Mutate Partitioner

John Mount, Win-Vector LLC

2021-09-01

seplyr::partition_mutate_qt() is a service supplied by the package seplyr (version 0.5.0 or higher).

seplyr::partition_mutate_qt() can partition a sequence of assignments so that no statement is using any value created in the same partition element or group. The partitions are in a format accepted by seplyr::mutate_se() for execution.

For such a partition the evaluation result does not depend on the order of execution of the statements in each group (as they are all independent of each other’s left-hand-sides). A no-dependency small number of groups partition is very helpful when executing expressions on SQL based data interfaces (such as Apache Spark).

The method used to partition expressions is to scan the remaining expressions in order taking any that: have all their values available from earlier groups, do not use a value formed in the current group, and do not overwrite a value formed in the current group.

This partitioning method can lead to far fewer groups than the straightforward method of breaking up the sequence of expressions at each new-value use.
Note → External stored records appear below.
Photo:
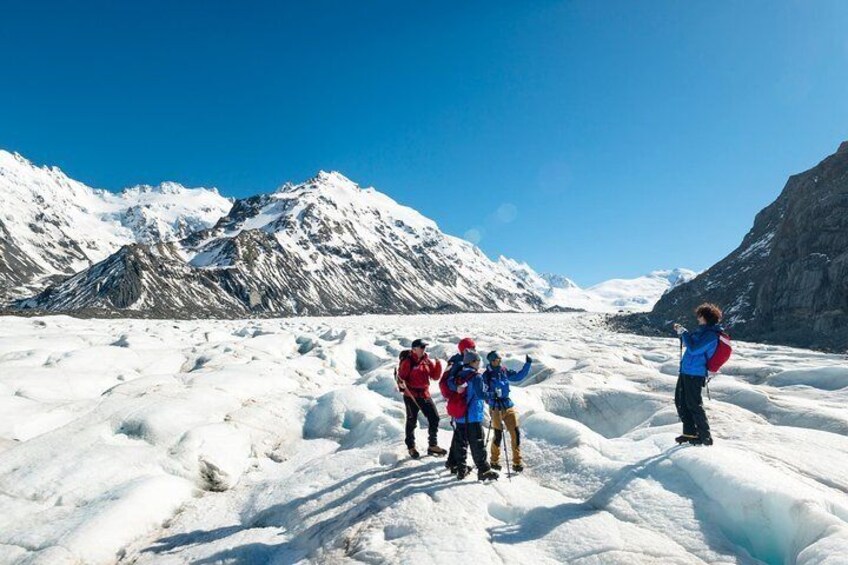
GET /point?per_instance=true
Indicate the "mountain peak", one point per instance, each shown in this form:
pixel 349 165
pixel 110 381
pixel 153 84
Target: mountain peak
pixel 333 178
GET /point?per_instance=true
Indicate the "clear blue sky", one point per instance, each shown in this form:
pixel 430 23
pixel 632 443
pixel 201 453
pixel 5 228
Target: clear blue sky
pixel 593 139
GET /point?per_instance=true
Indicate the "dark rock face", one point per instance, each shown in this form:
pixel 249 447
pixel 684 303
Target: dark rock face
pixel 325 247
pixel 787 282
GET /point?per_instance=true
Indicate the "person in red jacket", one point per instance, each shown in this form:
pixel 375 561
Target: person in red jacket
pixel 415 372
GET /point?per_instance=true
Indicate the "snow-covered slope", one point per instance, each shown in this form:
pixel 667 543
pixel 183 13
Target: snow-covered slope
pixel 53 225
pixel 631 295
pixel 325 246
pixel 281 441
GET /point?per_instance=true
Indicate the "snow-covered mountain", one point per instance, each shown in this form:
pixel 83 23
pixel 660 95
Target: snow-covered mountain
pixel 53 226
pixel 631 295
pixel 325 246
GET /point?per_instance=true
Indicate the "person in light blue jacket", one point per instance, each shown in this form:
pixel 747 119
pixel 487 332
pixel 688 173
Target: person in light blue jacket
pixel 502 408
pixel 469 383
pixel 700 346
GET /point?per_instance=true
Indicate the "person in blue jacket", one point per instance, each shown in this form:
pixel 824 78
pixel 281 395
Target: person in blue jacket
pixel 502 408
pixel 469 382
pixel 700 346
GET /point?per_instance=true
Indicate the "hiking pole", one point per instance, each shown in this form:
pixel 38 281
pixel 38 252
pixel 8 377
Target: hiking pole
pixel 503 438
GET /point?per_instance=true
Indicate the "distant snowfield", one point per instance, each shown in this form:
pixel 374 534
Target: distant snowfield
pixel 282 441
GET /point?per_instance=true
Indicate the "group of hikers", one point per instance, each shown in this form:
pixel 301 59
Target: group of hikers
pixel 469 390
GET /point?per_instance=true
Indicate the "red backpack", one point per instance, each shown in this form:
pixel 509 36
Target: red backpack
pixel 722 353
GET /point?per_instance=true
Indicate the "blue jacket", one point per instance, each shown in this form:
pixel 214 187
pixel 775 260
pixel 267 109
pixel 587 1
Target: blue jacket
pixel 475 394
pixel 700 346
pixel 497 384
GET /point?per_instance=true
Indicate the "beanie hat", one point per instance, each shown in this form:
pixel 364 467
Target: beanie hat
pixel 466 343
pixel 470 356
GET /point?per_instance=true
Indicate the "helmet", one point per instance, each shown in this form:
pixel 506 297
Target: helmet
pixel 466 343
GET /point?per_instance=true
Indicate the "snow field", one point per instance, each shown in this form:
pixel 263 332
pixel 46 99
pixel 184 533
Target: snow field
pixel 281 441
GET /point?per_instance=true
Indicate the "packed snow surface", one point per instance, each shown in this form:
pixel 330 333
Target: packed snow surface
pixel 281 441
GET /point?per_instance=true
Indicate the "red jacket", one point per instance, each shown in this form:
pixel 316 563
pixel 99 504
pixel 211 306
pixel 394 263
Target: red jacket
pixel 416 375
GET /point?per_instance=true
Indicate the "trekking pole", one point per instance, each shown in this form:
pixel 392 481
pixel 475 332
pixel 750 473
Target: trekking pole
pixel 503 438
pixel 488 431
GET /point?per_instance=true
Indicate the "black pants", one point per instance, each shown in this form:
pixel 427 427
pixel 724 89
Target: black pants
pixel 690 406
pixel 428 407
pixel 471 435
pixel 457 447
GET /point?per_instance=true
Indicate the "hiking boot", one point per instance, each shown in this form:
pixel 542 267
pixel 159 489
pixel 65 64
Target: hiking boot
pixel 436 450
pixel 489 475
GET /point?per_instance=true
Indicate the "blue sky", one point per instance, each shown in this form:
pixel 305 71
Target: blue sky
pixel 592 139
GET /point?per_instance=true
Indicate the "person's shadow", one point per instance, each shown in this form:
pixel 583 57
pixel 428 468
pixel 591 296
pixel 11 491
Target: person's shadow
pixel 372 492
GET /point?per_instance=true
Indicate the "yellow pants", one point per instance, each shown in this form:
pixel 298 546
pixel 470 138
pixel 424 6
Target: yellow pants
pixel 510 418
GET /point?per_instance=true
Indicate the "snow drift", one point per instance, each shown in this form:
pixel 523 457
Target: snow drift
pixel 281 441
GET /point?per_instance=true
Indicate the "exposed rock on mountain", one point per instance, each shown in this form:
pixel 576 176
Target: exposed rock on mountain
pixel 788 281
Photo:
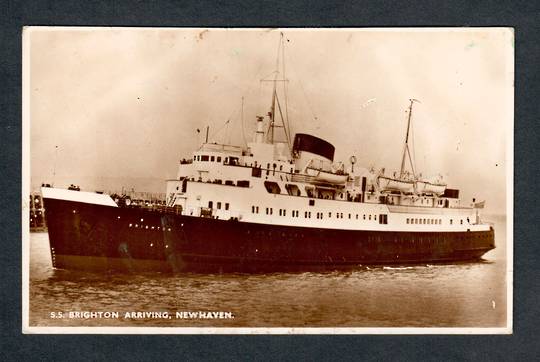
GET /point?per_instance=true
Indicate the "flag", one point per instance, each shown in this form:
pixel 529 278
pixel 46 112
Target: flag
pixel 479 205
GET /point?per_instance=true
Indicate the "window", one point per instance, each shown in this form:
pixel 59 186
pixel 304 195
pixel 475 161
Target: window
pixel 292 190
pixel 272 187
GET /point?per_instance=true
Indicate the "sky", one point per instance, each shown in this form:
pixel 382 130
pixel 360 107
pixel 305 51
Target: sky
pixel 119 107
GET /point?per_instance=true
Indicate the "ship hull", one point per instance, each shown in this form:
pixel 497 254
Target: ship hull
pixel 103 238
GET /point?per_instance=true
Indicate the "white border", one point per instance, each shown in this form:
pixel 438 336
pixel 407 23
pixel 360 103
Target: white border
pixel 240 330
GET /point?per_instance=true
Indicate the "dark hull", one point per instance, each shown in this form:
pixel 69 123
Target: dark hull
pixel 102 238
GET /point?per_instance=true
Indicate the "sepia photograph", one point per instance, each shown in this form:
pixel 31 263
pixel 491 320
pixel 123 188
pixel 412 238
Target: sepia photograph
pixel 267 181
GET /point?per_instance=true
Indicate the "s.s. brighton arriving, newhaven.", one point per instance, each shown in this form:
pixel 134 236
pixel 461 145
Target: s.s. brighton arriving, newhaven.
pixel 274 205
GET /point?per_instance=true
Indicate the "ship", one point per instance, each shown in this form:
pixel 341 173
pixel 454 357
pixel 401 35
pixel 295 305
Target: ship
pixel 271 205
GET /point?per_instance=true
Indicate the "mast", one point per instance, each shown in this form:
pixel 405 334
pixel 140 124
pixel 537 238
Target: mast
pixel 406 150
pixel 275 106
Here is a non-trivial example (notice we use := for assignment, that is a requirement of seplyr::mutate_se()):

library("seplyr")
#> Loading required package: wrapr

plan <- partition_mutate_qt(
  rand_a := rand(),
   choice_a := rand_a>=0.5, # first use of a new value 1
    a_1 := ifelse(choice_a, # first use of a new value 2
                  'treatment', 
                  'control'),
    a_2 := ifelse(choice_a, 
                  'control', 
                  'treatment'),
  rand_b := rand(),
   choice_b := rand_b>=0.5, # first use of a new value 3
    b_1 := ifelse(choice_b, # first use of a new value 4
                  'treatment', 
                  'control'),
    b_2 := ifelse(choice_b, 
                  'control', 
                  'treatment'),
  rand_c := rand(),
   choice_c := rand_c>=0.5, # first use of a new value 5
    c_1 := ifelse(choice_c, # first use of a new value 6
                  'treatment', 
                  'control'),
    c_2 := ifelse(choice_c, 
                  'control', 
                  'treatment'),
  rand_d := rand(),
   choice_d := rand_d>=0.5, # first use of a new value 7
    d_1 := ifelse(choice_d, # first use of a new value 8
                  'treatment', 
                  'control'),
    d_2 := ifelse(choice_d, 
                  'control', 
                  'treatment'),
  rand_e := rand(),
   choice_e := rand_e>=0.5, # first use of a new value 9
    e_1 := ifelse(choice_e, # first use of a new value 10
                  'treatment', 
                  'control'),
    e_2 := ifelse(choice_e, 
                  'control', 
                  'treatment')
  )

print(plan)
#> $group00001
#>   rand_a   rand_b   rand_c   rand_d   rand_e 
#> "rand()" "rand()" "rand()" "rand()" "rand()" 
#> 
#> $group00002
#>        choice_a        choice_b        choice_c        choice_d        choice_e 
#> "rand_a >= 0.5" "rand_b >= 0.5" "rand_c >= 0.5" "rand_d >= 0.5" "rand_e >= 0.5" 
#> 
#> $group00003
#>                                            a_1 
#> "ifelse(choice_a, \"treatment\", \"control\")" 
#>                                            a_2 
#> "ifelse(choice_a, \"control\", \"treatment\")" 
#>                                            b_1 
#> "ifelse(choice_b, \"treatment\", \"control\")" 
#>                                            b_2 
#> "ifelse(choice_b, \"control\", \"treatment\")" 
#>                                            c_1 
#> "ifelse(choice_c, \"treatment\", \"control\")" 
#>                                            c_2 
#> "ifelse(choice_c, \"control\", \"treatment\")" 
#>                                            d_1 
#> "ifelse(choice_d, \"treatment\", \"control\")" 
#>                                            d_2 
#> "ifelse(choice_d, \"control\", \"treatment\")" 
#>                                            e_1 
#> "ifelse(choice_e, \"treatment\", \"control\")" 
#>                                            e_2 
#> "ifelse(choice_e, \"control\", \"treatment\")"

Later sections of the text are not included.